I have a dataset in this format:
structure(list(id = 1:4, var1_before = c(-0.16, -0.31, -0.26,
-0.77), var2_before = c(-0.7, -1.06, -0.51, -0.81), var3_before = c(2.47,
2.97, 2.91, 3.01), var4_before = c(-1.08, -1.22, -0.92, -1.16
), var5_before = c(0.54, 0.4, 0.46, 0.79), var1_after = c(-0.43,
-0.18, -0.59, 0.64), var2_after = c(-0.69, -0.38, -1.19, -0.77
), var3_after = c(2.97, 3.15, 3.35, 1.52), var4_after = c(-1.11,
-0.99, -1.26, -0.39), var5_after = c(1.22, 0.41, 1.01, 0.24)), class = "data.frame", row.names = c(NA,
-4L))
Every id is unique.
I would like to make two clusters:
First cluster for variables: var1_before, var2_before, var3_before, var4_before, var5_before Second cluster for variables: var1_after, var2_after, var3_after, var4_after, var5_after
I used two-step cluster in spss for this.
How is it possible to make it in R?
This question is quite complex, this is how I'd approach the problem, hoping to help and maybe to start a discussion about it.
Note:
So, you create the first clustering with the before
variables, then the value of the variable changes (after
variables), and you want to see if the id are in the same cluster.
This leads me to think that you only need the first set of clusters (for the before
variables), then see if the ids have changed: no need to do a second clustering, but only see if they've changed from the one cluster to another.
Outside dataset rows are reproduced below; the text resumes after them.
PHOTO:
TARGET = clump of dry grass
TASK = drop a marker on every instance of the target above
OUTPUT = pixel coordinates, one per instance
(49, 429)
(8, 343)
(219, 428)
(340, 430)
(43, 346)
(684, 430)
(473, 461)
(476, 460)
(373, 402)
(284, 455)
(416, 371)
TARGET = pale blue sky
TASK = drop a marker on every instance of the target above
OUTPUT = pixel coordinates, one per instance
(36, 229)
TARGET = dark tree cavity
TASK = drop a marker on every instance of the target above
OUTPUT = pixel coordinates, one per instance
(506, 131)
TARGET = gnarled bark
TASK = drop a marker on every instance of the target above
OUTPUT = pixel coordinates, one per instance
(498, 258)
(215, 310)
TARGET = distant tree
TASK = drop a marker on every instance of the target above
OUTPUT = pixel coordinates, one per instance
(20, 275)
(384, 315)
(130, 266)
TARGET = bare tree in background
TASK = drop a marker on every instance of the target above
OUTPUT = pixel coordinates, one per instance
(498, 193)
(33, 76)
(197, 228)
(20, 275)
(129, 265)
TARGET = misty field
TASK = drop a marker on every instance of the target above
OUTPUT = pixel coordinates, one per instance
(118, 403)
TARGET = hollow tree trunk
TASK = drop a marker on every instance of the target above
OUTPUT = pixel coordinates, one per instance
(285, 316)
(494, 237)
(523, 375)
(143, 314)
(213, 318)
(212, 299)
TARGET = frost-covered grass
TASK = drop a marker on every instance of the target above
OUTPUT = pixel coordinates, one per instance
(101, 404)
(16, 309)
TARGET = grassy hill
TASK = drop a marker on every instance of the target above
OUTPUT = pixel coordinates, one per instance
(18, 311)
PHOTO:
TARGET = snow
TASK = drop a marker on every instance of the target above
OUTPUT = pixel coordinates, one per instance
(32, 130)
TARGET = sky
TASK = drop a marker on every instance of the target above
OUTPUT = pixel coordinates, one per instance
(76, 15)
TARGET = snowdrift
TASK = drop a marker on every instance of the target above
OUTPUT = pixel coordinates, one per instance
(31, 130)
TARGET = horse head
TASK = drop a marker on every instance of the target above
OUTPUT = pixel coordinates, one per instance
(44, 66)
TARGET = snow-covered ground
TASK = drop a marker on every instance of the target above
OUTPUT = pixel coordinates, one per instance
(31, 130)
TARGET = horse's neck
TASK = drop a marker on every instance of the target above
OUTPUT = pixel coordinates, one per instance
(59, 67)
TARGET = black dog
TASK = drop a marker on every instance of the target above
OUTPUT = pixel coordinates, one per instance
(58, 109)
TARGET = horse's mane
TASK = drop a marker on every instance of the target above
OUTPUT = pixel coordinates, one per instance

# first, you make your model of clustering, I'm using a simple kmeans
set.seed(1234)
model <- kmeans(df[,2:6],2)
# you put the clusters in the dataset
df$before_cluster <- model$cluster
Now the idea is to calculate the Euclidean distance from the ids with the new variables (after
variables), to the centroids calculated on the before
variabiles:
# for the first cluster
cl1 <- list()
for (i in 1:nrow(df)) {
cl1[[i]] <- dist(rbind(df[i,7:11], model$centers[1,] ))
}
cl1 <- do.call(rbind, cl1)
colnames(cl1) <- 'first'
# for the second cluster
cl2 <- list()
for (i in 1:nrow(df)) {
cl2[[i]] <- dist(rbind(df[i,7:11], model$centers[2,] ))
}
cl2 <- do.call(rbind, cl2)
colnames(cl2) <- 'second'
# put them together
df <- cbind(df, cl1, cl2)
Now the last part, you can define if one has changed the cluster, getting the smallest distance from the centroids (smallest --> it's the new cluster), fetching the "new" cluster.
df$new_cl <- ifelse(df$first < df$second, 1,2)
df
id var1_before var2_before var3_before var4_before var5_before var1_after var2_after var3_after var4_after var5_after first second before_cluster first second new_cl
1 1 -0.16 -0.70 2.47 -1.08 0.54 -0.43 -0.69 2.97 -1.11 1.22 0.6852372 0.8151840 2 0.6852372 0.8151840 1
2 2 -0.31 -1.06 2.97 -1.22 0.40 -0.18 -0.38 3.15 -0.99 0.41 0.7331098 0.5208887 1 0.7331098 0.5208887 2
3 3 -0.26 -0.51 2.91 -0.92 0.46 -0.59 -1.19 3.35 -1.26 1.01 0.6117598 1.1180004 2 0.6117598 1.1180004 1
4 4 -0.77 -0.81 3.01 -1.16 0.79 0.64 -0.77 1.52 -0.39 0.24 2.0848381 1.5994765 1 2.0848381 1.5994765 2
Seems they all have changed cluster.